Jingmenvirus is a genus of positive-sense single-stranded RNA viruses with segmented genomes. They are primarily associated with arthropods and are one of only two known segmented RNA viruses that infect animal hosts. The first group member, the Jingmen tick virus (JMTV), was described in 2014.

==Classification==
Jingmenvirus is classified in the family Flaviviridae. The genus has one species: Jingmenvirus rhipicephali (Jīngmén tick virus).

==Examples==

===Jingmen tick virus===
The group's first member was described in 2014 and named the Jingmen tick virus (JMTV) because it was isolated from a tick sampled in Jingmen, China. It is an enveloped spherical virus slightly larger than its closest viral relatives. The JMTV genome has four segments, two containing genes with sequence homology to non-structural proteins found in flaviviruses, including methyltransferase and RNA-dependent RNA polymerase. The putative structural proteins in the JMTV genome have no known homologs. In addition to identification in ticks, JMTV has also been identified in low abundances in mosquitoes such as Aedes albopictus.

===Other viruses===
Genetic material that likely belongs to other jingmenviruses can be identified through bioinformatics. In some cases, such sequences were not recognized as viral or the segmented nature of the genome was not recognized before JMTV was described. For example, the reported genome of the dog parasite Toxocara canis was found to contain sequences with homology to JMTV, likely representing a viral infection in the parasite that was sequenced. The Mogiana tick virus, first reported in 2011, is a similar example; its segmented genome was not recognized on first publication but was reanalyzed and identified as a jingmenvirus in 2017.
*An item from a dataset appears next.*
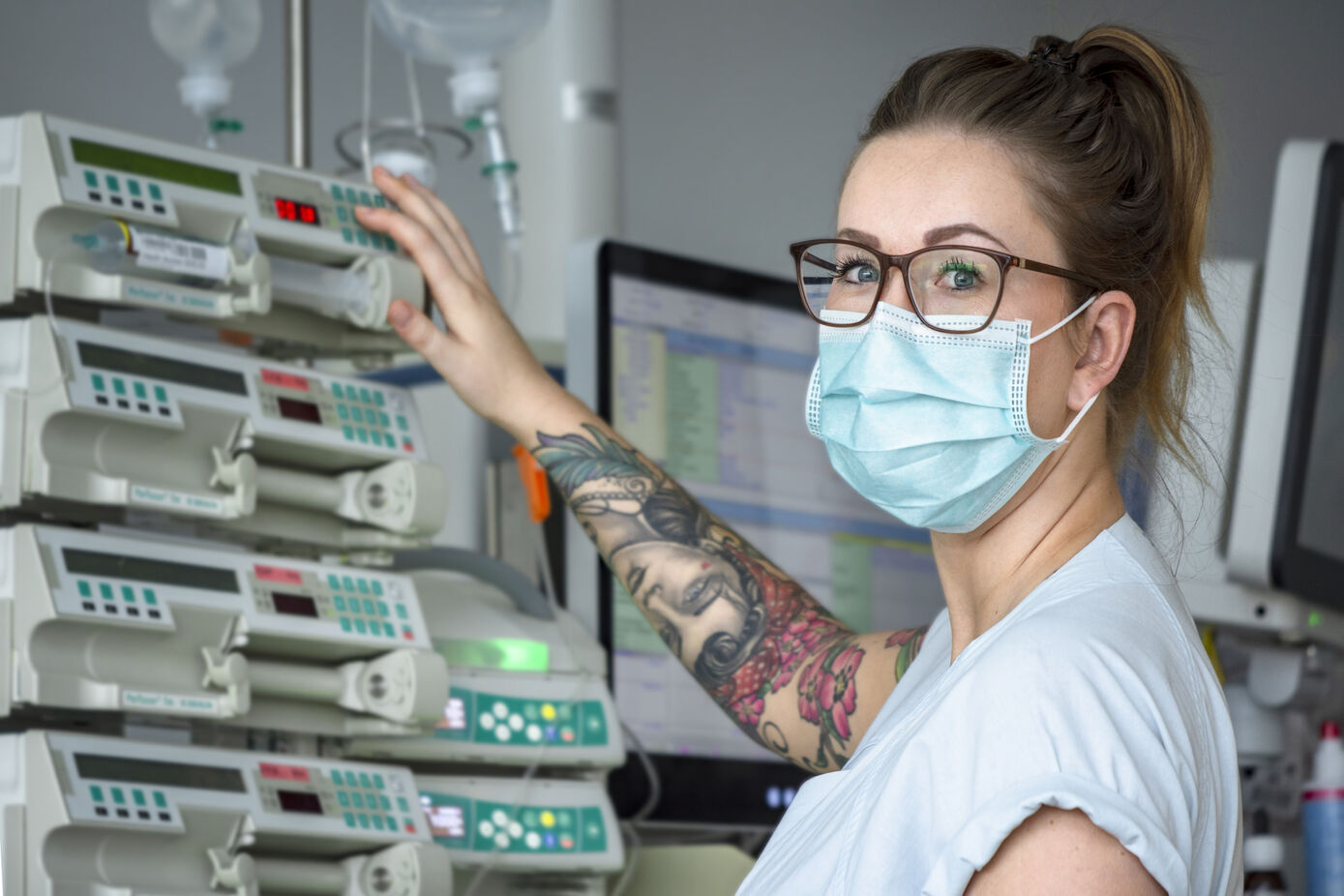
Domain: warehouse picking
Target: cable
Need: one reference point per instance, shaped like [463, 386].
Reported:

Sequences with homology to JMTV have also been isolated from a red colobus monkey, suggesting the possibility of a segmented, possibly multicomponent virus capable of infecting primates. A metagenomics study of arthropod flaviviruses identified five additional examples of likely jingmenvirus sequences.

==Evolution==
Jingmenviruses are related to flaviviruses, which have non-segmented genomes transmitted in a single capsid. Homology has consistently been observed between the genes encoding non-structural proteins of jingmenviruses and flaviviruses, including RNA-dependent RNA polymerase. However, the genomic architecture of the homologous genes varies significantly; the canonical flavivirus genome consists of a single open reading frame (ORF) whose protein product is processed by proteases, whereas the non-structural jingmenvirus proteins are encoded on two genome segments, each containing one ORF. Although there are few known jingmenvirus sequences, the gene composition of the genome segments appears to be well-conserved. By contrast, the putative jingmenvirus structural proteins that likely make up its capsids have no homology to known proteins.
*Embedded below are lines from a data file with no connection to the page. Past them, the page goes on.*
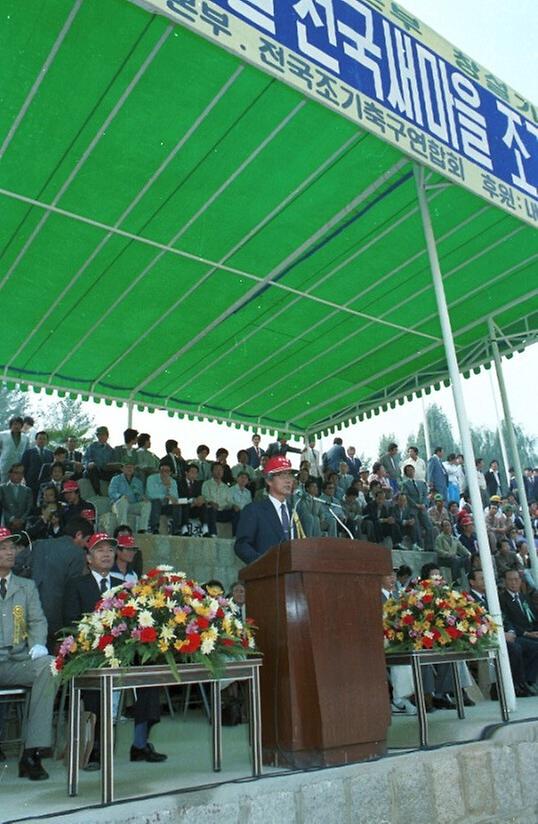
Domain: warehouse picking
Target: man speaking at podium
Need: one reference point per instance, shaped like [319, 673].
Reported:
[266, 523]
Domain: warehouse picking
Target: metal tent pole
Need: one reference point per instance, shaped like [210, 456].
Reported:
[467, 447]
[516, 463]
[502, 442]
[426, 428]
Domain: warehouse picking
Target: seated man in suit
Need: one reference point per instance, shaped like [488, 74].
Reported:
[190, 488]
[16, 499]
[83, 596]
[266, 523]
[24, 658]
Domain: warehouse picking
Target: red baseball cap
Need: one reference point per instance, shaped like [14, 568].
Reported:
[278, 463]
[7, 535]
[126, 542]
[100, 538]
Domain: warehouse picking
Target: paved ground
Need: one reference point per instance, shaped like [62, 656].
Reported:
[187, 742]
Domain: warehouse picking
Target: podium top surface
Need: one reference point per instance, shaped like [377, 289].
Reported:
[338, 556]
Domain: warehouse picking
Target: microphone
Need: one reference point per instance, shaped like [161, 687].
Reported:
[335, 516]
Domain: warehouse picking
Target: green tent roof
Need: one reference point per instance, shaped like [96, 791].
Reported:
[182, 231]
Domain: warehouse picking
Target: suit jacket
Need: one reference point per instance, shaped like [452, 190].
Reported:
[278, 448]
[494, 488]
[53, 563]
[253, 457]
[33, 461]
[259, 529]
[185, 492]
[177, 470]
[514, 617]
[437, 476]
[82, 596]
[415, 494]
[22, 621]
[16, 504]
It is striking that the segmented jingmenviruses' closest known relatives are nonsegmented. The evolutionary mechanisms underlying genome segmentation and especially multicomponent architecture are poorly understood. Although segmented genomes appear to have evolved several times in the virome, the evolutionary mechanism underlying this structure is unclear. Likewise, It is unclear whether multicomponent architecture is a distinct evolutionary strategy or an artifact of the segmentation mechanism, possibly via the formation of defective interfering particles.